On Monday of this week, DMARC.org Executive Director Steven M Jones and a number of prominent colleagues spoke about email authentication and combating online fraud and abuse at Cloud & Messaging Day in Tokyo, Japan. The details of the event, in Japanese, are available at this link. The event featured, in order of appearance: Neil Schwartzmann of CAUCE; Angela Knox, Cloudmark‘s Senior Director of Engineering and Threat Research; DMARC.org’s Jones; Severin Walker, Chairman of M3AAWG and Manager of Anti-Abuse Engineering at Comcast; and Shuji Sakuraba, a Senior Program Manager at Internet Initiative Japan, Inc and Chair of Japan’s Anti-Spam Promotion Council, a joint industry-government organization.

Jones speaks in Tokyo

Photo credit: Kazunori ANDO

Jones addressed two main points in his presentation. The first was the observation that many companies do not have or perhaps enforce employee communications policies, particularly when outsourcing services to vendors. The upshot is too often legitimate communications from vendors that have all the features of phishing messages – the use of multiple domains not affiliated with the company, an urgent call-to-action, clickable links that go to a different domain than is displayed, and also different from the address in the From: field, etc.
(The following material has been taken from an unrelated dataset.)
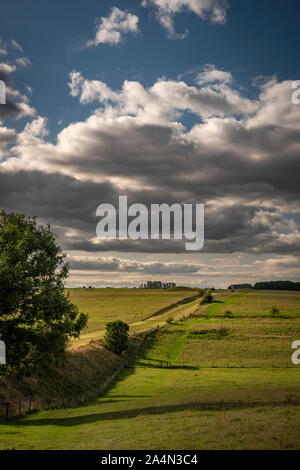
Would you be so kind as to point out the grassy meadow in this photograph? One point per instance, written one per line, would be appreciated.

And employees who report these confusing messages as phishing are told to accept them as legitimate.

It seems likely that these practices undermine the anti-phishing training employees receive typically only receive once a year. And given that likelihood, one has to wonder if part of the reason why phishing has been reported as the initial attack vector in over 90% of recent reported data breach cases isn’t because we have been training employees to be more vulnerable. Particularly as the outsourcing of company benefits and other functions has become more and more common.

The second section of the presentation was around the updating of some statistics around email authentication that have been shared at past events. Most notable among these was the fact that using global DNS request data supplied by Farsight Security, there were three times as many DMARC policy records published at the end of September 2017, compared to the end of September 2016. In addition, the governments of both the United States and the United Kingdom have both tripled the number of their domains that publish DMARC records over the first three quarters of 2017.

Readers are free to retrieve and read the presentation via this link.